By Graeme Burk and Robert Smith?

ECW Press, out now

An overview of the revived Doctor Who series…

If you’ve been missing a Discontinuity Guide to the new series, then look no further, for Messrs Burk and Smith have stepped into the shoes of Cornell, Day and Topping to provide similar reference material. The original book was one of the first published guides that didn’t treat the series as if it were holy writ – as can be seen on the BBC website, where its contents are combined with David J. Howe and Stephen James Walker’s The Television Companion – and posited a number of theories, some of which have passed into folklore (Season 6B anyone?)
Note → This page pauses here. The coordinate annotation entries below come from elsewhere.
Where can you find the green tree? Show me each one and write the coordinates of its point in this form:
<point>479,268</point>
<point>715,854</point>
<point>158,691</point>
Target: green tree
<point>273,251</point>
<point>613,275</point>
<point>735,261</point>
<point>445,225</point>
Burk and Smith have an extra angle, as they’re providing a North American viewpoint on the show. Thus the accents in Dalek, which seemed perfectly acceptable to most British viewers, come under attack, and the show’s acceptance in America as “an ongoing dramatic saga fascinated with good-looking young leads trading quips” is debated. There are also primers (neatly called “Psychic Papers”) to various elements of the show’s past.

As with its predecessor, you’re not going to agree with everything that the two writers say in their opinions – indeed, often they don’t agree with each other, in the best traditions of such books. They’re plain wrong sometimes: the ending of The Wedding of River Song was impossible to predict? Talk to the people who viewed Let’s Kill Hitler at the BFI in August, many of whom were openly saying that’s how it would be done the moment that the Teselecta was left intact at the end of that episode.

But in its willingness to engage with the madness of some of the story logic and not to be browbeaten by self-proclaimed genius, Who is the Doctor is a strong addition to the many volumes written about the new show, and one that, I suspect, will be referred to long after the more cerebral analyses have faded into oblivion.  7/10

Paul Simpson

1 Comment

  1. A lovely review, though completely overlooking one of the book’s major strengths (IMHO): the humor that shines out of every page. The authors clearly had buckets of fun researching, debating, and writing these reviews. It shows, and the reviews are smashing fun to read as a result, even when the episode in question wasn’t so much fun to watch.